Mastectomy after Recurrence of Breast Cancer is Recommended
Posted on Oct 17, 2008
Women who opted for a second lumpectomy for an ipsilateral recurrence had a significantly worse overall survival compared with those who had a mastectomy (P=0.03), Steven Chen, M.D., and Steve Martinez, M.D., of the University of California Davis here, reported in the October issue of the American Journal of Surgery.
Five-year survivals after a cancer recurrence were 67% and 78% for the lumpectomy and mastectomy groups, respectively. Ten-year survivals were 57% and 62%, respectively.
"As therapy for breast cancer becomes more targeted and researchers come closer to identifying those factors that make some breast cancers more aggressive than others, we may have the option of recommending second and even third lumpectomies in select cases in the future," Dr. Martinez said.
"Until then," he said, "mastectomy remains the best option for women experiencing a same-breast recurrence of their breast cancer."
Increased rates of breast cancer survival and a decreased emphasis on mastectomy have combined to increase the opportunity for recurrence of the cancer, according to the researchers.
Because many women who have breast-conservation surgery for a first breast cancer decide to use the same treatment for a recurrence, Drs. Chen and Martinez set out to evaluate whether the decision had any effect on survival.
They identified 747 women who had had lumpectomies followed by radiation and had then been diagnosed with an ipsilateral breast cancer recurrence using the National Cancer Institute's Surveillance, Epidemiology, and End Results (SEER) database.
Of those, 24% decided to have another lumpectomy. Lumpectomy patients were significantly older than those who had a mastectomy (64 versus 60, P=0.03).
A significantly greater, but still small, proportion of lumpectomy patients received radiation therapy after their surgery (21% versus 5%, P<0.001).
"We were surprised by the number of patients undergoing lumpectomy alone as treatment for second breast cancers," Drs.
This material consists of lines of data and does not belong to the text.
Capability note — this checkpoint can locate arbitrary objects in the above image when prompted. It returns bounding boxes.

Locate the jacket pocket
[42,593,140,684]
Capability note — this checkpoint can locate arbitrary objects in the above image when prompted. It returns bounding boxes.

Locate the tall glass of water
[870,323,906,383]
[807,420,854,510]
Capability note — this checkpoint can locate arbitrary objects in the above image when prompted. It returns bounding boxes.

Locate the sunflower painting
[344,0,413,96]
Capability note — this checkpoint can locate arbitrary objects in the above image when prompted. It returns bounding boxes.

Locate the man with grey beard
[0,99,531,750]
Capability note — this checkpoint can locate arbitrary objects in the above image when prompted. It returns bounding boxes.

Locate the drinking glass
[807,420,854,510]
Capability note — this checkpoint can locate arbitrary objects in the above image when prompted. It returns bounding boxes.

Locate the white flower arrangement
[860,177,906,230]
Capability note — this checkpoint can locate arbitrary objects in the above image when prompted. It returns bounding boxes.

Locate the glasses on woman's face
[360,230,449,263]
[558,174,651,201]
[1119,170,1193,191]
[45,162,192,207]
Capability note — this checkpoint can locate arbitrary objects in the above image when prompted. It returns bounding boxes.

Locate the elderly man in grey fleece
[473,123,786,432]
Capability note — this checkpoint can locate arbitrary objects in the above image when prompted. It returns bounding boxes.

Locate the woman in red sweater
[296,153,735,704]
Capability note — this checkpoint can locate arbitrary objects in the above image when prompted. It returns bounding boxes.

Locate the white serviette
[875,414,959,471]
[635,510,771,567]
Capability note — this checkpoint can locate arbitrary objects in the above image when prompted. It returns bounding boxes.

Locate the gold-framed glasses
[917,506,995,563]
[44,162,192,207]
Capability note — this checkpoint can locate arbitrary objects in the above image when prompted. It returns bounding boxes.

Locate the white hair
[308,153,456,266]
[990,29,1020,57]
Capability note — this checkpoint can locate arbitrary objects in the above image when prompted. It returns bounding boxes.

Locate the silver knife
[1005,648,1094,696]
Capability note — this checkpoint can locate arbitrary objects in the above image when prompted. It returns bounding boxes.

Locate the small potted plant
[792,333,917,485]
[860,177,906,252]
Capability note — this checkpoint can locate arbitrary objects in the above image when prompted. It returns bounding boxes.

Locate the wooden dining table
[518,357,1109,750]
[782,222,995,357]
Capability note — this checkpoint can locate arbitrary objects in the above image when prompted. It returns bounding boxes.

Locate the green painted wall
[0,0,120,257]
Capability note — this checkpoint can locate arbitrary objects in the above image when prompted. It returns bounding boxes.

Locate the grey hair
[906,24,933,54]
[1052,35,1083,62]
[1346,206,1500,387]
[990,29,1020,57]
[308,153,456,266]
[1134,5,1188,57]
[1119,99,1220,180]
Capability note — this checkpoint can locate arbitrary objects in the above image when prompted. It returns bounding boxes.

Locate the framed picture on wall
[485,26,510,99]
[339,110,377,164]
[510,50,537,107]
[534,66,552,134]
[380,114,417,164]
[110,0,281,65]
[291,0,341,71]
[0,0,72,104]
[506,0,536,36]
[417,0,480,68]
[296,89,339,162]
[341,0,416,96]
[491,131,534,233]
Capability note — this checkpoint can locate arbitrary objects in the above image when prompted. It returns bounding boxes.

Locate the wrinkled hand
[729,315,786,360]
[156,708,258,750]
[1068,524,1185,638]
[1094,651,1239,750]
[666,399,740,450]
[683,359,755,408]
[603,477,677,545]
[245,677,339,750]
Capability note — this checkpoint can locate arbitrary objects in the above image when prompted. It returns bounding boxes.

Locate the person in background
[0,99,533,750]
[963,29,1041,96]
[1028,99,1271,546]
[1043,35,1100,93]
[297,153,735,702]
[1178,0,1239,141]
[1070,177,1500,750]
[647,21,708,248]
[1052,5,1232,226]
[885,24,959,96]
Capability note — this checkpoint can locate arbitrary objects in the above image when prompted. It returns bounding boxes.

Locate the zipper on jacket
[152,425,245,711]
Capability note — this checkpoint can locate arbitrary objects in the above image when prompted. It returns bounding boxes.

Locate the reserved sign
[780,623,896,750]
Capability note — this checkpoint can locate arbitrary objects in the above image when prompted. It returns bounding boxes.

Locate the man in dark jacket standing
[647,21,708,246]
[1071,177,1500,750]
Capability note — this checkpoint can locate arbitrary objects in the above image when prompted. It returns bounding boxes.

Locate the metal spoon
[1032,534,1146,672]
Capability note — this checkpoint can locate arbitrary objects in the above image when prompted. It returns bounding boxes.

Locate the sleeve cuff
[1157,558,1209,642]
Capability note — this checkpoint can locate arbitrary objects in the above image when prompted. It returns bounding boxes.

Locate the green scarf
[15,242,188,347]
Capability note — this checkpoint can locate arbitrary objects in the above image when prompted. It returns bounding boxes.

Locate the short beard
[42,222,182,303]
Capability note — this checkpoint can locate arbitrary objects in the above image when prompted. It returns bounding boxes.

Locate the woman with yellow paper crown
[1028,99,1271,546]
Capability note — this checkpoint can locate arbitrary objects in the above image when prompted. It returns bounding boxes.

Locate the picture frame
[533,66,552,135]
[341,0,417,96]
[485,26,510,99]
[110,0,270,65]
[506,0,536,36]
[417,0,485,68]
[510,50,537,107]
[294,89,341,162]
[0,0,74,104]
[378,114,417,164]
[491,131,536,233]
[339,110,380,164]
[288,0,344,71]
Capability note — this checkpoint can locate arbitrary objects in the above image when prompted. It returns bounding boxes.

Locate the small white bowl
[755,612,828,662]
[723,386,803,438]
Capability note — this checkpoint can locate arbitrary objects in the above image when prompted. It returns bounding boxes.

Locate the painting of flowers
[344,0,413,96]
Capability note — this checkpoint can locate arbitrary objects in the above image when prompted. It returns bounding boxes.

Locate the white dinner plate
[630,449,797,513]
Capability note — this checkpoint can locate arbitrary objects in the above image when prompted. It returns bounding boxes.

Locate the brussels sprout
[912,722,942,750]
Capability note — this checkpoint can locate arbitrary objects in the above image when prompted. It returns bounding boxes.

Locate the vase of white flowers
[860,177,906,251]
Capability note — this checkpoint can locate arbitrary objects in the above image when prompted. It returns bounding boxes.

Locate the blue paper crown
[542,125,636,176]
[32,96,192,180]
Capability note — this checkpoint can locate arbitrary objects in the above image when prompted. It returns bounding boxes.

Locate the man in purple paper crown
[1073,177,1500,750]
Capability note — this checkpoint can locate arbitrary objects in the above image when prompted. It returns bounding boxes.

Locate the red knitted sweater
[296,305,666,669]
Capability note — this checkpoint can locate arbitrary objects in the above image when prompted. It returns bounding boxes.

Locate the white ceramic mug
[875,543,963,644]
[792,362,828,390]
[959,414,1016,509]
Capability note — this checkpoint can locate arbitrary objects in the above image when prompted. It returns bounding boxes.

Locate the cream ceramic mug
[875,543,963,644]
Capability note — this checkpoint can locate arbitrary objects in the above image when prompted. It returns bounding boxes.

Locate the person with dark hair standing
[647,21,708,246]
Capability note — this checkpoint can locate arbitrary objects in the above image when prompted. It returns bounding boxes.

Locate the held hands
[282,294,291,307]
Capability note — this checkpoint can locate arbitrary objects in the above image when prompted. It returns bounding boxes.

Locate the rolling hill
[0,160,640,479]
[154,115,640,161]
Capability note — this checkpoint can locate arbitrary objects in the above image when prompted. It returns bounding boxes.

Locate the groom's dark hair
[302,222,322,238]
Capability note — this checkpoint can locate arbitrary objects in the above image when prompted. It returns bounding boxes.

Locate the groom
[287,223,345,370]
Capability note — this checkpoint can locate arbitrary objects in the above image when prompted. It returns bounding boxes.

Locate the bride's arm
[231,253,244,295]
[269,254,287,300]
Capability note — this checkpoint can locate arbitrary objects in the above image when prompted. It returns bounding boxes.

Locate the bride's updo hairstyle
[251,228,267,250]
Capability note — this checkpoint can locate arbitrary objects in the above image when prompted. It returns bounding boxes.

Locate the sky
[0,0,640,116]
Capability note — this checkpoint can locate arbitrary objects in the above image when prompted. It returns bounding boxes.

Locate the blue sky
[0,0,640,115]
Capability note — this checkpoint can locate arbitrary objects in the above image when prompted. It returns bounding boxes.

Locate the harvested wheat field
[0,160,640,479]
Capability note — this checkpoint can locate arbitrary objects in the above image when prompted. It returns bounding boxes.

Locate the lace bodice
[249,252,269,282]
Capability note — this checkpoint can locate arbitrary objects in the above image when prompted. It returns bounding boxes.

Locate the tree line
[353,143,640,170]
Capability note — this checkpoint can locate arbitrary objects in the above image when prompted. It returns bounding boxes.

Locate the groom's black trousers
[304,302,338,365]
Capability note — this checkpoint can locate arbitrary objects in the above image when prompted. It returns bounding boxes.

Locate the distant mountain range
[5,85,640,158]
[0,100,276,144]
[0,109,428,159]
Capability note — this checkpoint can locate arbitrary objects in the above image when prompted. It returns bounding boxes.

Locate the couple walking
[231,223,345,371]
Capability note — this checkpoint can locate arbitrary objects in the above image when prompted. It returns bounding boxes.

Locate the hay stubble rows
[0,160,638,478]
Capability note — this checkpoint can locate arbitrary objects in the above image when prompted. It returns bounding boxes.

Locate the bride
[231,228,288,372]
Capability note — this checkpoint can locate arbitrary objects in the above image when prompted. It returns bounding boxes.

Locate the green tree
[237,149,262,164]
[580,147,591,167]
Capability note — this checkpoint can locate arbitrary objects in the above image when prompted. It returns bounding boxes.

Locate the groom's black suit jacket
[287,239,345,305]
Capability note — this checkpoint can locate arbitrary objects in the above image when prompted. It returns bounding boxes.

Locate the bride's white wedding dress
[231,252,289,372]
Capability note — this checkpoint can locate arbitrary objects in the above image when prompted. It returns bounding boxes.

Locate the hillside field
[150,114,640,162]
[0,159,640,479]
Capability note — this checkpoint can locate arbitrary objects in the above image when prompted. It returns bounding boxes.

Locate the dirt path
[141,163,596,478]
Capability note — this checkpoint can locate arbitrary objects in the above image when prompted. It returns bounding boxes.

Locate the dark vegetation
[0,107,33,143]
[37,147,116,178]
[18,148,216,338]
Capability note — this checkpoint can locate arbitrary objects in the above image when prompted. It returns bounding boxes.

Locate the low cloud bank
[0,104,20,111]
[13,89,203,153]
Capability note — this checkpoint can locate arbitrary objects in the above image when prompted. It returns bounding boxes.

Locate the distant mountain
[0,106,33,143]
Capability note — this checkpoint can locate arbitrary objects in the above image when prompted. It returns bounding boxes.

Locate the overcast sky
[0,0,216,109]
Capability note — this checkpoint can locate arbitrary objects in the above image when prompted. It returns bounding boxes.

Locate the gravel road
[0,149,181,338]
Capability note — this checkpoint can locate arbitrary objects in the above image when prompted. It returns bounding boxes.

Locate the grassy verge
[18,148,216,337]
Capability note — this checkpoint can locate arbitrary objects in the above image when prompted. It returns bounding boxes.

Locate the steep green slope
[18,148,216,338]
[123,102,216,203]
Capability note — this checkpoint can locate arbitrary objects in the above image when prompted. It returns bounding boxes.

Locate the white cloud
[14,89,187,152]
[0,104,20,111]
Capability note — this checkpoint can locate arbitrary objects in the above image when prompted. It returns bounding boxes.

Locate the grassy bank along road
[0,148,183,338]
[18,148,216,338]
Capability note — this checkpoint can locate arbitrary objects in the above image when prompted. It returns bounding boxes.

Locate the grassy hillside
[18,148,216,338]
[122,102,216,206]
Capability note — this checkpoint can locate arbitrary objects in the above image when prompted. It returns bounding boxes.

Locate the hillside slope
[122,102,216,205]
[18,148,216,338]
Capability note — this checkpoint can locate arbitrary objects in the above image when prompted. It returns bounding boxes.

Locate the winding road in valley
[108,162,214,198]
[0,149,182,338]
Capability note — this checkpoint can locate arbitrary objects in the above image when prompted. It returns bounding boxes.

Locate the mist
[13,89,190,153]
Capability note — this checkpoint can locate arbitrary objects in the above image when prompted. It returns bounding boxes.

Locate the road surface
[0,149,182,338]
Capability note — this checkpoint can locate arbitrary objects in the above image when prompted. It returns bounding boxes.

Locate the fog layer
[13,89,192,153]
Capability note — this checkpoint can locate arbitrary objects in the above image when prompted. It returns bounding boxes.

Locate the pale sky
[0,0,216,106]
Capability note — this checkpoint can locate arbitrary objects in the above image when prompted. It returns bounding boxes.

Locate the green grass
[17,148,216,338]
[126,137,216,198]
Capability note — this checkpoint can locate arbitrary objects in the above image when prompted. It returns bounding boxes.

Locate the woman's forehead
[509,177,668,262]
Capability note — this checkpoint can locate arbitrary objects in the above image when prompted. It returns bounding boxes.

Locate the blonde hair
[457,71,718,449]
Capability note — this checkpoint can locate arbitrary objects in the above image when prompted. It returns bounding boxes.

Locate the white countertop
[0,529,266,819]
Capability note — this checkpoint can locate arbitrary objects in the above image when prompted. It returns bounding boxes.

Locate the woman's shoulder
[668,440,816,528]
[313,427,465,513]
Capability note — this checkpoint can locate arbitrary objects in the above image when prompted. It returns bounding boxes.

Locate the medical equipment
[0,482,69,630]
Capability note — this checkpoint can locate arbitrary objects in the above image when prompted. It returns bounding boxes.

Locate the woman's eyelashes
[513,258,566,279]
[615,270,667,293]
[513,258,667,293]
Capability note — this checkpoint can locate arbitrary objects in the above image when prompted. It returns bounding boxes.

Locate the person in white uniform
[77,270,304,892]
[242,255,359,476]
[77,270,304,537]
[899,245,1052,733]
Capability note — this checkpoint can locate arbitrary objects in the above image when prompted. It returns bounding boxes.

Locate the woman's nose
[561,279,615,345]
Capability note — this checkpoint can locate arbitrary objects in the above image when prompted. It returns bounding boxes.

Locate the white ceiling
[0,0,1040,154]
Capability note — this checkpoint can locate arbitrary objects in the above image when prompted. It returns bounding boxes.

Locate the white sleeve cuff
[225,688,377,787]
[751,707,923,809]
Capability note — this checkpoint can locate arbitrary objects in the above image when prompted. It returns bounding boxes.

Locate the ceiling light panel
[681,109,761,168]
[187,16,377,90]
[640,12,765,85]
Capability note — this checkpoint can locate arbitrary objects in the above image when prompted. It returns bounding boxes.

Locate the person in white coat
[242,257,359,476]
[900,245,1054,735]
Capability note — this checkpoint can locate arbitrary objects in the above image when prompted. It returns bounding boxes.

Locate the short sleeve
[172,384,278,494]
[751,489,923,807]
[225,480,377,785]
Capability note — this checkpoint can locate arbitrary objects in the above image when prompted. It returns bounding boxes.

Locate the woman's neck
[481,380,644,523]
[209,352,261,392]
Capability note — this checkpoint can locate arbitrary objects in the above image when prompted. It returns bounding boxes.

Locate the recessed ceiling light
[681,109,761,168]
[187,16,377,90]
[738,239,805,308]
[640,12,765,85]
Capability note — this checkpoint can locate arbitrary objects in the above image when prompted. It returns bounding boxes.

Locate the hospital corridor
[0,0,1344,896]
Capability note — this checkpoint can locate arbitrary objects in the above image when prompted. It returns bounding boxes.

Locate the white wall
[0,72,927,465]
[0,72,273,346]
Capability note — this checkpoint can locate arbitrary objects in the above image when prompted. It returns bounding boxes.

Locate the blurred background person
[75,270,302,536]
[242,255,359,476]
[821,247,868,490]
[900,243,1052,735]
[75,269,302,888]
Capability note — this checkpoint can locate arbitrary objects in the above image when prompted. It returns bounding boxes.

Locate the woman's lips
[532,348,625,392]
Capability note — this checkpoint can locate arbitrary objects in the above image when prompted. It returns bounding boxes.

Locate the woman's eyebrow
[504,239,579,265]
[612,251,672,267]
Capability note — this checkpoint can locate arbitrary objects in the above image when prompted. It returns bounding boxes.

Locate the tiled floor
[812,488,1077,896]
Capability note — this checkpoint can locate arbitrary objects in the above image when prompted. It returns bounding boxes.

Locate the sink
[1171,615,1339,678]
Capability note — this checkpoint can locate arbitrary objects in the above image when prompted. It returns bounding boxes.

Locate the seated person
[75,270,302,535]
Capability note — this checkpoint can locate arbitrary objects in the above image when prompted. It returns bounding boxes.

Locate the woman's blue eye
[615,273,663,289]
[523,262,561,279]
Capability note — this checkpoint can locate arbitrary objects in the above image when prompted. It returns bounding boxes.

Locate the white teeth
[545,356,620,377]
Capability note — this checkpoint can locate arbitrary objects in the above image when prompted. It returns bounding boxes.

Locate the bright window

Chen and Martinez said. "Certainly, prior data on initial breast cancers would seem to indicate that there are unacceptable recurrence rates when lumpectomy is not paired with radiation."
In a multivariate analysis controlling for age, sex, tumor stage, hormone-receptor status, use of radiation, and disease-free interval, patients who opted for a mastectomy had a survival advantage of 50% (HR 0.5, 95% CI 0.3 to 0.8, P=0.003).
Aside from the use of lumpectomy, other significant predictors of worse overall survival were higher T stage (P<0.001), higher grade (P=0.05), negative estrogen-receptor status (P<0.001), and older age (P=0.001).
According to the researchers, lumpectomy has overtaken mastectomy as the most common breast cancer surgery over the past 30 years.
An increasing number of women must now decide what to do in case of a recurrence, they said.
"Traditional teaching on this has been fairly straightforward: mastectomy is the preferred option," they said. "However, advances in systemic therapy, and the general preference expressed by American women for breast conservation have challenged this teaching."
"Still," they continued, "mastectomy clearly provides the maximal risk reduction in the recurrence of breast cancer because it leaves the least amount of breast tissue behind."
The authors acknowledged some limitations of the study, including the possible miscoding of data, the lack of information on adjuvant chemotherapy or hormonal therapy and margin status, and the use of overall survival as an endpoint rather than disease-specific survival.
"Despite these limitations," they said, "these data bring about an alarming set of observations. The number of patients receiving therapy that many would consider to be suboptimal is significant and increasing. Although breast conservation has become the default procedure for many breast surgeons, its use in the recurrent setting should not be recommended as equivalent to mastectomy at this time."